Luis Hernández Navarro trazó en La Jornada el historial de Ranferi. Nacido en 1953, en el seno de una familia campesina, aprendió a cultivar la tierra y ayudó a su familia en la tienda de abarrotes que tenía en Chilapa. Su escolaridad se redujo a lo que ofrecía la zona: escuela primaria. El trabajo le brindó otra clase de enseñanza. A bordo de un camión repartidor de refrescos, conoció las rutas de la desigualdad, las mansiones de los propietarios en la Ciudad de México y las chozas donde la gente engañaba el hambre con agua azucarada. Continuó su aprendizaje como bibliotecario en la Universidad de Guerrero e intendente de una escuela primaria en Cruz Quemada, nombre que presagiaba su destino sacrificial.

«En la trayectoria de Ranferi se cruzan muchas de las claves del movimiento popular guerrerense: lucha cívica, movimiento social, reivindicaciones gremiales, participación electoral y autodefensa», escribe Hernández Navarro. En 1988, Ranferi apoyó a Cuauhtémoc Cárdenas, protestó contra el fraude electoral y fue detenido y torturado. Soportó la represión y los intentos posteriores de soborno. Vivía en una casa de adobe. A los sesenta y cuatro años, había puesto su experiencia a favor de López Obrador.

Su muerte se inscribe en la espiral de violencia que ha marcado las elecciones. El principal saldo de la campaña ha sido la sangre. Cuarenta y ocho candidatos han sido asesinados. La cifra se agrava si no sólo incluye a los que disputan por un cargo: de septiembre de 2017 a la fecha, más de ciento treinta políticos han tenido una muerte violenta.

La geografía del espanto abarca al menos al diez por ciento de los municipios. Guerrero, donde catorce candidatos han perdido la vida, encabeza la cosecha roja. Le siguen Michoacán, Oaxaca y Puebla con cinco; el Estado de México y Jalisco con cuatro; Guanajuato con tres, Chihuahua y Colima con dos, y Coahuila, Quintana Roo, San Luis Potosí y Sinaloa con uno. Estamos ante una amenaza suficientemente repartida para constituir un problema de seguridad nacional. El crimen organizado ha puesto en duda la soberanía.

Los escenarios de la violencia electoral han sido, en su mayoría, poblaciones rurales donde los cárteles operan sin el menor freno, pues están coludidos con las autoridades, y ya no imponen su «derecho de suelo» con sobornos sino con disparos.

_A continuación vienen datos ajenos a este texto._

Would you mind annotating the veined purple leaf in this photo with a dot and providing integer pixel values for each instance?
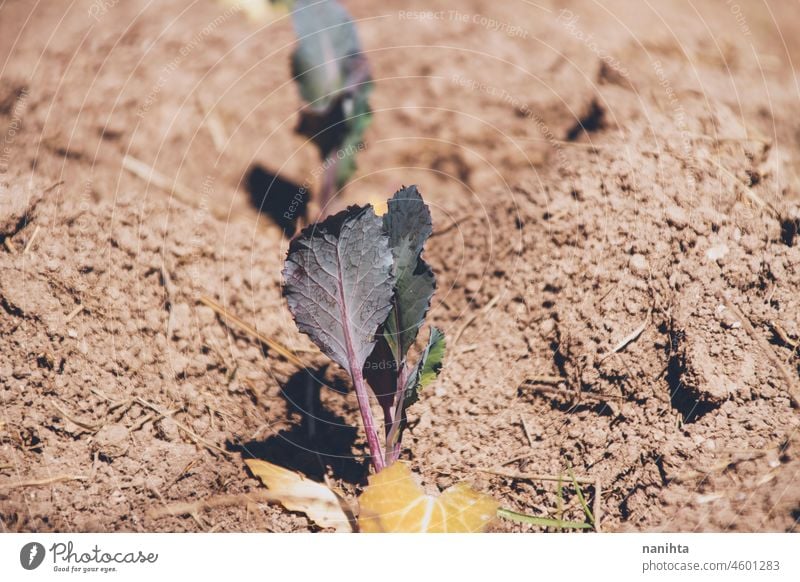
(339, 284)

En esos sitios, conseguir trabajo significa emigrar a Estados Unidos o incorporarse en calidad de peón o sicario al crimen organizado. Grandes franjas del campo mexicano se han convertido en zonas despobladas, eriales donde sólo prosperan las fosas comunes, los escondrijos, las pistas clandestinas de aterrizaje. Ahí, los negocios productivos pueden ser el cultivo de amapola o la minería a cielo abierto, vigilada por comandos a sueldo de compañías extranjeras, que devastan el monte y contaminan los ríos.

Recuperar la soberanía pasa por recuperar el control del campo y frenar la destrucción de la naturaleza y la biodiversidad. ¿Cómo lograrlo? Volviendo la vista a quienes le piden perdón a la tierra para trabajarla, los pueblos originarios que entienden la agricultura como un proceso sustentable y se oponen a los abusos extractivos y la aplicación nociva de fertilizantes y pesticidas. Sin embargo, quienes detentaban la propiedad comunal del territorio han sido víctimas de un despojo inclemente que no ha dejado de ocurrir y que ahora se concentra en las regiones con manantiales de agua potable, el oro del tercer milenio.

Por desgracia, nadie representa esta causa urgente en las elecciones. Marichuy Patricio trató de obtener la candidatura independiente como vocera del Concejo Indígena de Gobierno, pero se negó a hacer trampa y no llegó a la boleta. No se trataba de una reivindicación folklórica o regionalista. Marichuy no abogaba en exclusiva por los derechos de las comunidades indígenas, sino por la recuperación pacífica y desde abajo del país entero.

En su primer discurso señaló que su lucha era por la vida. Esa voz no pudo participar en una contienda definida por la muerte.